* lowcolで特徴ベクトルを算出する

In [None]:
!pip install git+https://github.com/darecophoenixx/wordroid.sblo.jp

In [None]:
from feature_eng import lowcols

In [None]:
%matplotlib inline
from IPython.display import SVG, Image
from keras.utils.vis_utils import model_to_dot

import os.path
import sys
import re
import itertools
import csv
import datetime
import pickle
import random
from collections import defaultdict, Counter
import gc

import matplotlib.pyplot as plt
from matplotlib.ticker import NullFormatter
import seaborn as sns
import pandas as pd
import numpy as np
import scipy
import gensim
from sklearn.metrics import f1_score, classification_report, confusion_matrix, log_loss
from sklearn.model_selection import train_test_split
import gensim
from keras.preprocessing.sequence import skipgrams
import tensorflow as tf

In [None]:
def hexbin(x, y, color, **kwargs):
    cmap = sns.light_palette(color, as_cmap=True)
    plt.hexbin(x, y, cmap=cmap, **kwargs)
def scatter(x, y, color, **kwargs):
    plt.scatter(x, y, marker='.')

In [None]:
img_cnt = 0
def save_img():
    global img_cnt
    img_cnt += 1
    img_name = 'img_{0:03}.jpeg'.format(img_cnt)
    print(img_name)
    plt.savefig(img_name, pil_kwargs={'quality': 100})

# load sample data

In [None]:
X_df = pd.read_csv('../input/sample-data-wordanddoc2vec/sample011.csv', index_col=0)
X_df

In [None]:
plt.figure(figsize=(15, 15))
plt.imshow(X_df.values.T)
save_img()

# WordAndDoc2vec

In [None]:
wd2v = lowcols.WD2vec(X_df)
wd2v

In [None]:
# num_features = 2

# models = wd2v.make_model(num_features=num_features, seed=101, embeddings_val=0.2)

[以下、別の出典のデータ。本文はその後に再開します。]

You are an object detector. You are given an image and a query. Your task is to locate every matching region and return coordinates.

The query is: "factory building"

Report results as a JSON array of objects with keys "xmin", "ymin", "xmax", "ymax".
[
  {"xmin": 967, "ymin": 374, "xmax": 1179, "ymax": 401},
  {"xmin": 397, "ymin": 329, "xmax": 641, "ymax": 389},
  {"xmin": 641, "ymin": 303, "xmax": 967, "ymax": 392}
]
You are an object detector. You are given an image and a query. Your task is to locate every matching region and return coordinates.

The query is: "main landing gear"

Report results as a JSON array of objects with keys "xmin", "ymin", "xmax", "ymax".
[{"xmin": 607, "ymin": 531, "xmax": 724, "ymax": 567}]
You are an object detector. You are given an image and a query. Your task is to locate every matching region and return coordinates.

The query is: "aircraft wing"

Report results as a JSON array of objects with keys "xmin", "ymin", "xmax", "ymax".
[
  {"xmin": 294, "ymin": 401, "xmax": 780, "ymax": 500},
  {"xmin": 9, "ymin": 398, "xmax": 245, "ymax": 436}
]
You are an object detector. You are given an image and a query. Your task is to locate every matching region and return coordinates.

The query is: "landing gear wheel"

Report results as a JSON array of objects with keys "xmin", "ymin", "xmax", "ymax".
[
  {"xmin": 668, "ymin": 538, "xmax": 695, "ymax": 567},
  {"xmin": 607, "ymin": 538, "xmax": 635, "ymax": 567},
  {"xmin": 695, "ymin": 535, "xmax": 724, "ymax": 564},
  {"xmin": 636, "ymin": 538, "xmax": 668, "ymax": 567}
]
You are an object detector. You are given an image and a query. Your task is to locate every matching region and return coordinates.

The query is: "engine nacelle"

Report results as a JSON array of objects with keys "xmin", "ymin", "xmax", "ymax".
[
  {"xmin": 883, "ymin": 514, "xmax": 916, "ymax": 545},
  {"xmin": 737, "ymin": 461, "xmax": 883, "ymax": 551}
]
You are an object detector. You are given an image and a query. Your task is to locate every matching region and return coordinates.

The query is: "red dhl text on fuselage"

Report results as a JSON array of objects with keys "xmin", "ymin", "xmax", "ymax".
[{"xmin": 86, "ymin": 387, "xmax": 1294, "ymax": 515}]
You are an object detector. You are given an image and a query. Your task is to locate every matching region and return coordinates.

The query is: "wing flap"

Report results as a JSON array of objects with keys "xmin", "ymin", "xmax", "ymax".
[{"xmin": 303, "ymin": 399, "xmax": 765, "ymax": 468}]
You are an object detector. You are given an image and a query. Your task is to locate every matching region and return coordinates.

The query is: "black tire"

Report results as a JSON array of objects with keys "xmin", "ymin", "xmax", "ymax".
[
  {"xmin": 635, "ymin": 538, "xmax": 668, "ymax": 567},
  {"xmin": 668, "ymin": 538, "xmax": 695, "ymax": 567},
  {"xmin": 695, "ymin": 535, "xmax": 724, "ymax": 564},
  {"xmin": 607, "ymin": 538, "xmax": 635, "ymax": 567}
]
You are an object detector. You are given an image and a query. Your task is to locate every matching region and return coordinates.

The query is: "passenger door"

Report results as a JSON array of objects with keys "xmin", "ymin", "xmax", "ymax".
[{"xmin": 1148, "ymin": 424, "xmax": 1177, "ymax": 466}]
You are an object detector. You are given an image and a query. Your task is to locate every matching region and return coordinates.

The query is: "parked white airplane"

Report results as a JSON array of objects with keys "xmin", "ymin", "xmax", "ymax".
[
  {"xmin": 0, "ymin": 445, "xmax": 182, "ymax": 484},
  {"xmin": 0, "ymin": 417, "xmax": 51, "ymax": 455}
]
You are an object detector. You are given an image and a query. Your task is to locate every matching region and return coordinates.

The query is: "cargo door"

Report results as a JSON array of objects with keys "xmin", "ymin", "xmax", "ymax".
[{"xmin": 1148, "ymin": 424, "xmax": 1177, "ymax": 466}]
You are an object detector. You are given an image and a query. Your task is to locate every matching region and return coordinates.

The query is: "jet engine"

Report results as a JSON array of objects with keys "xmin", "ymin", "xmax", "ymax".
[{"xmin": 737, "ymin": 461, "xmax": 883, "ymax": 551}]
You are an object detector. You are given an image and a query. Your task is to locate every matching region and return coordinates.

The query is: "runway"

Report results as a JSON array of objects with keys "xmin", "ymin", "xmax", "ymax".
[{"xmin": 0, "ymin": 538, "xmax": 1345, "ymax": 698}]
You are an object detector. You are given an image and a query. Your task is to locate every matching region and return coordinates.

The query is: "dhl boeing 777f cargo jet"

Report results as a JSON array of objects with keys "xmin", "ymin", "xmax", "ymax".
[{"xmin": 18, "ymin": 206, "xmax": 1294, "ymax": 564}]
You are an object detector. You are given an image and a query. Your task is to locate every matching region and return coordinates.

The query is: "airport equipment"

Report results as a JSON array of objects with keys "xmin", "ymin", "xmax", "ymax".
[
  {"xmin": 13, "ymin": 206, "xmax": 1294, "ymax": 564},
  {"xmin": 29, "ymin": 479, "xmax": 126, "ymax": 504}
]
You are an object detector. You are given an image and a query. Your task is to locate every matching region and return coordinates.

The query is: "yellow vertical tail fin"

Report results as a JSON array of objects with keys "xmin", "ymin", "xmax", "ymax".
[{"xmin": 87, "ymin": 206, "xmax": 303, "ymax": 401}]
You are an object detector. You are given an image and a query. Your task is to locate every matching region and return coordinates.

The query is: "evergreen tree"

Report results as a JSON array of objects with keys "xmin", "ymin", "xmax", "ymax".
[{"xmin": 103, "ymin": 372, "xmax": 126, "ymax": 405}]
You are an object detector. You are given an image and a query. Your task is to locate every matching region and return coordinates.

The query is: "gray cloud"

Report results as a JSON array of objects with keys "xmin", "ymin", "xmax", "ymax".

# print('\n\n##################### model_gk1 >>>')
# models['model_gk1'].summary()
# print('\n\n##################### model_user >>>')
# models['model_user'].summary()
# print('\n\n##################### model >>>')
# model = models['model']
# model.summary()

In [None]:
num_features = 2

from sklearn import decomposition
pca = decomposition.PCA(n_components=num_features)
pca.fit(X_df)
rscore = pca.transform(X_df) / 5
print(rscore.shape)

#cscore = pca.components_.T / 3
cscore = np.zeros((0,num_features))
for icol in X_df:
    v = X_df[icol]
    tmp = rscore[v==1].mean(axis=0, keepdims=True)
    cscore = np.r_[cscore, tmp]
print(cscore.shape)

models = wd2v.make_model(num_features=num_features, rscore=rscore, cscore=cscore)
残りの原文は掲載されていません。